Speaker 2:I think what you got was the first chapter of her book and a checklist that would help you implement some of what she was teaching from stage. So of course, everybody wanted to take their phone up and get that. And then in the back end, she was selling the full book and also a course about how to. I think it was about like how to get in touch with your origin story as a business owner, right, and so I just I was sitting there in this moment realizing that is so genius, like she's getting paid to be on this stage in front of about 5000 people. Everybody looked around and everybody's phone was up, and out of that, such a high percentage, I'm sure realize that when you have a captive audience, the more you can have thought through what is the next intuitive step. If it was a QR code to a $5,000 speaking course with her or a mastermind, that would have been such a big disconnect.
Speaker 1:Yeah.
Speaker 2:But thinking through OK, someone is likely to want to buy my book, they're likely to go through a small course to get to know what it's like to work with me.
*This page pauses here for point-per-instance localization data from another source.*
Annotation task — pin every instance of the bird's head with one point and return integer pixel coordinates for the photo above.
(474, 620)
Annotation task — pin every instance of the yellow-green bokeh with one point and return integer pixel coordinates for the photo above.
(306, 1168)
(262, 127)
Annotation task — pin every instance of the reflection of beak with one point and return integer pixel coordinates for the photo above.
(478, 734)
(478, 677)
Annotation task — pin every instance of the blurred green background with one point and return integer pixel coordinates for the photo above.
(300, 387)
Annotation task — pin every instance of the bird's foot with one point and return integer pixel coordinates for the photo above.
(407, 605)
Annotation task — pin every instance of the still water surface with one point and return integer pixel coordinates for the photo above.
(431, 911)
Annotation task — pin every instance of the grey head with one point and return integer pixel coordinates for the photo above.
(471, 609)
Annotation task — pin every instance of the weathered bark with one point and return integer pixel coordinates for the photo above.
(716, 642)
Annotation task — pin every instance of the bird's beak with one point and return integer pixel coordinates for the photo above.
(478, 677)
And so having those follow-up email sequences that nurture the leads after speaking engagements and sprinkle in a next intuitive topic paid course, discovery, call, like whatever it is that makes sense for your business model, or even if you really are just a professional speaker that doesn't have courses necessarily, it could be that those emails are following up with them and training them, basically training these new email subscribers on what types of events you speak and make it more gigs from the follow-up email sequence from people who saw you speak.
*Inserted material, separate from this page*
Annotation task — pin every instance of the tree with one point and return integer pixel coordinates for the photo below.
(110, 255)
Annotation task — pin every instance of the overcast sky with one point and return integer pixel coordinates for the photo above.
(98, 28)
Speaker 1:Yeah, and most speakers like this that we're talking about are like big visionaries and they don't want to be doing this on the back end, and that's why we do this in the marketing agency because it is, although it's like simple steps that we're talking through, it is nice to just have that packaged and just like. In my opinion, that's like what I would go for, but in terms of authors too. So my first case study and working with authors was my sister and she self-published a book and became profitable within two months, which is very rare.
Speaker 2:Amazing.
Speaker 1:And how she did that was by creating real community around her writing style and around the fact that she was writing a book as a mom of three children under five years old at the time and working on it through the pandemic, things like that. She really documented and shared bits of that so that she had people primed and ready to go, ready to buy that book, no matter what the genre is or was for her. People wanted to read her, what she had created during this time. So she did that. She documented on Instagram, she documents on TikTok and then she also has a newsletter list. Something else that she created was book club questions for her book once it came out. Another way to like really promote community and doing it in a group.
Speaker 1:People wanted questions to go along with that. So that helps build her, you know, even just like her thought leadership as a self-published author and get people into her ecosystem and ready for the next book to come out. So it's, you can use different kinds of lead magnets like that, maybe like the book club questions. Or she also did things like she created merch around the book T-shirts stickers, but so that led her to like when she was at like more local like-shirts stickers. So that led her to when she was at more local craft fairy type places and she would be giving these things out. People would exchange their email for those types of things so that they again they were in her ecosystem. They were getting her newsletter For thought leadership books.
Speaker 1:Thinking through an evergreen place where you can send people.
Speaker 1:So maybe at the end of the book you can send them to your website or a quiz or a contact form saying that you're working on your next book that's coming out, a quiz around a methodology that you shared in the thought leadership book, so that they can also get to know like what kind of whatever it is they are. And then, finally, like you really want to think through having systems of handling the increased inquiries that come from a media appearance. So, whether it is like your book gets picked up and you are on a local TV show or you know Good Morning America, whatever it might be, you want to think through what is the journey that someone who is cold to your community, they've never heard you and what do you want them bumping into next? So say, you write a book on parenting and it gets picked up on a big network and you don't have anything set up on the back end. Right, they're going to see you. They're going to think, oh, she did a great job it was helpful.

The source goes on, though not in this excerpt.